Une carrière dans les Outre-mer et au service de l’État
Avant la Corse, Jérôme Filippini avait été préfet de La Réunion à partir de 2021. Il y avait exprimé son souhait d’y rester : « Je n'oublierai pas La Réunion, elle est dans mon cœur », avait-il déclaré avant de quitter l’île intense.
Ce départ de la Corse intervient alors que le gouvernement s’apprête à présenter au Parlement un projet de réforme constitutionnelle portant sur le statut de l’île. Dans ce contexte sensible, le changement de représentant de l’État pourrait relancer certaines tensions ou attentes. L’identité du futur préfet n’a pas encore été rendue publique.
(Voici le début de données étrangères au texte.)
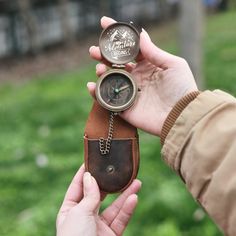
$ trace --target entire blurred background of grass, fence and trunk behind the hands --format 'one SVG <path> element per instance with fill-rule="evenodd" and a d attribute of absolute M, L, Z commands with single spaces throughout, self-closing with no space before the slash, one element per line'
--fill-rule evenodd
<path fill-rule="evenodd" d="M 135 22 L 185 57 L 202 89 L 236 95 L 234 0 L 0 0 L 0 235 L 55 235 L 83 163 L 86 83 L 97 79 L 88 48 L 98 44 L 103 15 Z M 140 131 L 143 187 L 124 235 L 222 235 L 160 149 Z"/>

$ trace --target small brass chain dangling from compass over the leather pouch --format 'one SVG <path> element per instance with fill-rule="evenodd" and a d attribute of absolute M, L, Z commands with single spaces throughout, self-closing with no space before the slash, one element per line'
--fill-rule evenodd
<path fill-rule="evenodd" d="M 102 155 L 106 155 L 110 152 L 111 141 L 113 138 L 113 131 L 114 131 L 114 116 L 115 115 L 116 113 L 110 112 L 109 130 L 108 130 L 107 140 L 105 140 L 104 138 L 99 139 L 99 148 Z"/>

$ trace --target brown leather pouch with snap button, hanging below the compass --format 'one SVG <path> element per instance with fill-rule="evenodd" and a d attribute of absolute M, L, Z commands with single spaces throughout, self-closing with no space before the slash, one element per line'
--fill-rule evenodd
<path fill-rule="evenodd" d="M 109 154 L 102 155 L 99 139 L 107 138 L 110 112 L 94 102 L 84 134 L 86 171 L 97 180 L 105 193 L 125 190 L 136 178 L 139 168 L 139 141 L 135 127 L 114 117 L 114 133 Z"/>

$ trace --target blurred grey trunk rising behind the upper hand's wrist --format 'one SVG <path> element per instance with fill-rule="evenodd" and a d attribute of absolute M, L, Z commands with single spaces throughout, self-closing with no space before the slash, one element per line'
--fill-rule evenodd
<path fill-rule="evenodd" d="M 202 73 L 203 59 L 203 21 L 202 0 L 181 0 L 180 12 L 180 49 L 193 71 L 197 85 L 204 88 Z"/>

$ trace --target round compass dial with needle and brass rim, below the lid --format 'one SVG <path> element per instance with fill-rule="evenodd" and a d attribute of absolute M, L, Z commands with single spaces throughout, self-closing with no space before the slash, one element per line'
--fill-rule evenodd
<path fill-rule="evenodd" d="M 137 86 L 125 71 L 109 71 L 97 82 L 97 100 L 110 111 L 120 112 L 128 109 L 133 104 L 136 95 Z"/>

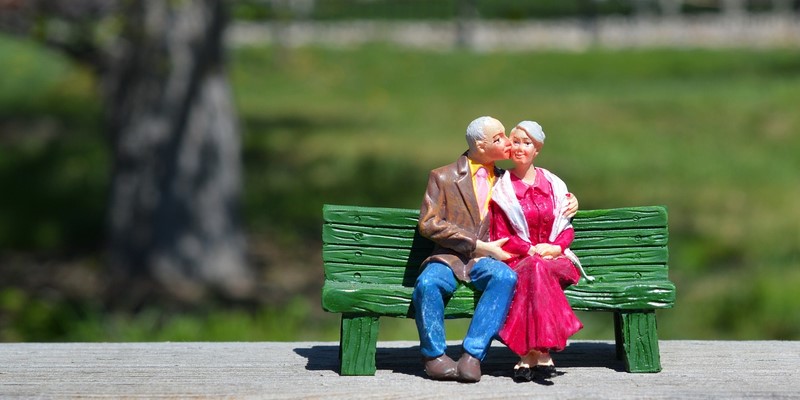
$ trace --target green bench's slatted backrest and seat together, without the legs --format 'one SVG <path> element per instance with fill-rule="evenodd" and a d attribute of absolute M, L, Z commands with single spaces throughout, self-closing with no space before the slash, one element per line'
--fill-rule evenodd
<path fill-rule="evenodd" d="M 408 301 L 419 264 L 433 243 L 419 235 L 419 210 L 325 205 L 322 238 L 325 287 L 323 307 L 328 311 L 364 311 L 380 315 L 410 316 Z M 566 293 L 577 309 L 601 309 L 625 299 L 599 299 L 598 288 L 616 287 L 617 296 L 642 294 L 622 308 L 667 308 L 669 296 L 653 299 L 647 293 L 671 290 L 667 267 L 667 212 L 662 206 L 581 210 L 573 219 L 575 240 L 571 249 L 587 274 Z M 329 295 L 325 292 L 329 291 Z M 342 299 L 339 292 L 354 293 Z M 336 292 L 336 293 L 334 293 Z M 645 293 L 647 292 L 647 293 Z M 383 299 L 383 297 L 390 297 Z M 451 316 L 469 315 L 477 294 L 464 288 L 450 304 Z M 608 296 L 606 296 L 608 297 Z M 673 297 L 674 299 L 674 293 Z M 342 302 L 346 304 L 342 304 Z M 380 304 L 361 304 L 361 303 Z"/>

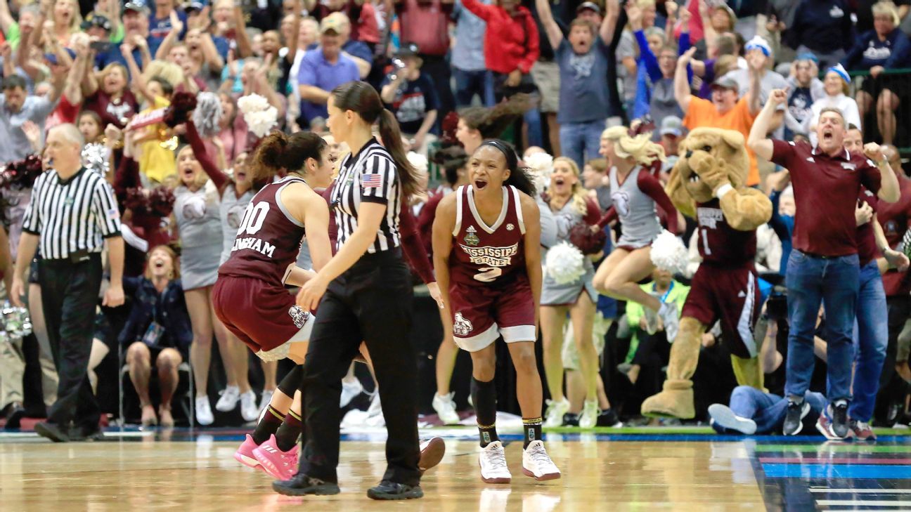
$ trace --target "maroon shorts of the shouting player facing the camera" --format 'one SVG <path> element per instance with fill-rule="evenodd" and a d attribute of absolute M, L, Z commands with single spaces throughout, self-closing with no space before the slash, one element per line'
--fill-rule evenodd
<path fill-rule="evenodd" d="M 449 287 L 455 344 L 467 352 L 486 348 L 503 336 L 506 343 L 534 342 L 535 301 L 528 282 L 492 288 L 481 283 Z"/>

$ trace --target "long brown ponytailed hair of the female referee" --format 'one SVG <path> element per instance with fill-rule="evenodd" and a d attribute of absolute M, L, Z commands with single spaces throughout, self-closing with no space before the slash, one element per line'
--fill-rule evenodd
<path fill-rule="evenodd" d="M 402 184 L 404 197 L 410 198 L 418 191 L 417 169 L 408 161 L 402 145 L 402 131 L 399 129 L 395 115 L 383 107 L 379 93 L 367 82 L 353 81 L 335 87 L 332 92 L 335 107 L 351 110 L 368 125 L 379 120 L 380 139 L 389 151 L 398 169 L 398 179 Z"/>

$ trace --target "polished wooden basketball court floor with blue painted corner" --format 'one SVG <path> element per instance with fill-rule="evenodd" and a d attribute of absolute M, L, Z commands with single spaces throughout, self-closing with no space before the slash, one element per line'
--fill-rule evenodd
<path fill-rule="evenodd" d="M 908 510 L 907 431 L 878 430 L 877 443 L 821 436 L 733 437 L 702 427 L 640 427 L 579 433 L 552 429 L 548 452 L 563 478 L 522 475 L 520 435 L 501 435 L 513 475 L 486 485 L 476 430 L 422 428 L 444 437 L 446 455 L 422 481 L 423 499 L 365 496 L 382 476 L 384 430 L 343 435 L 335 497 L 282 497 L 271 477 L 232 457 L 246 430 L 108 428 L 104 441 L 52 444 L 33 433 L 0 433 L 0 509 L 27 510 Z"/>

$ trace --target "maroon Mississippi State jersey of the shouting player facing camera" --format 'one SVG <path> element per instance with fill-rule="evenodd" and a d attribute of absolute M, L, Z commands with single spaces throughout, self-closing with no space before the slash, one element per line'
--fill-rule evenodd
<path fill-rule="evenodd" d="M 471 185 L 455 191 L 455 205 L 451 282 L 502 284 L 525 276 L 525 222 L 519 191 L 503 186 L 503 210 L 492 226 L 477 212 Z"/>

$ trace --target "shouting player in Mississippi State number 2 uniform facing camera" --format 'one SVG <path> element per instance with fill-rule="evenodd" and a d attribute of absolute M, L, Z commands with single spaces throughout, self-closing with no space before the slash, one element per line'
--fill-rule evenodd
<path fill-rule="evenodd" d="M 455 343 L 471 353 L 471 395 L 480 431 L 481 479 L 509 483 L 506 451 L 496 435 L 494 342 L 503 336 L 516 366 L 525 443 L 522 469 L 537 480 L 559 478 L 541 440 L 541 378 L 535 340 L 541 295 L 540 222 L 535 187 L 516 152 L 482 143 L 468 163 L 470 185 L 436 210 L 434 268 Z"/>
Lire aussi : Jérôme Filippini : ses succès et ses échecs
Un passage par l'intérieur et Matignon
Né en 1968, ancien élève de l’École normale supérieure et père de trois enfants, Jérôme Filippini a étudié la philosophie et les sciences politiques avant d’intégrer l’ENA. Entré à la Cour des comptes en 1996 comme auditeur, il en devient secrétaire général adjoint, puis occupe plusieurs postes dans les ministères de l’Intérieur et de la Justice, notamment à Montauban et à Paris.
Il dirige ensuite les systèmes d'information du ministère de l’Intérieur, puis contribue, entre 2011 et 2013, à plusieurs réformes majeures de l'État au sein des services du Premier ministre, créant notamment le SGMAP (Secrétariat Général pour la Modernisation de l'action Publique). De 2013 à 2017, il est secrétaire général de la Cour des comptes avant d’être nommé préfet du Lot en 2017, puis de l’Eure en 2020 avant d'être nommé préfet de La Réunion puis de la Corse.
Jérôme Filippini est chevalier de la Légion d’honneur et de l’Ordre national du Mérite.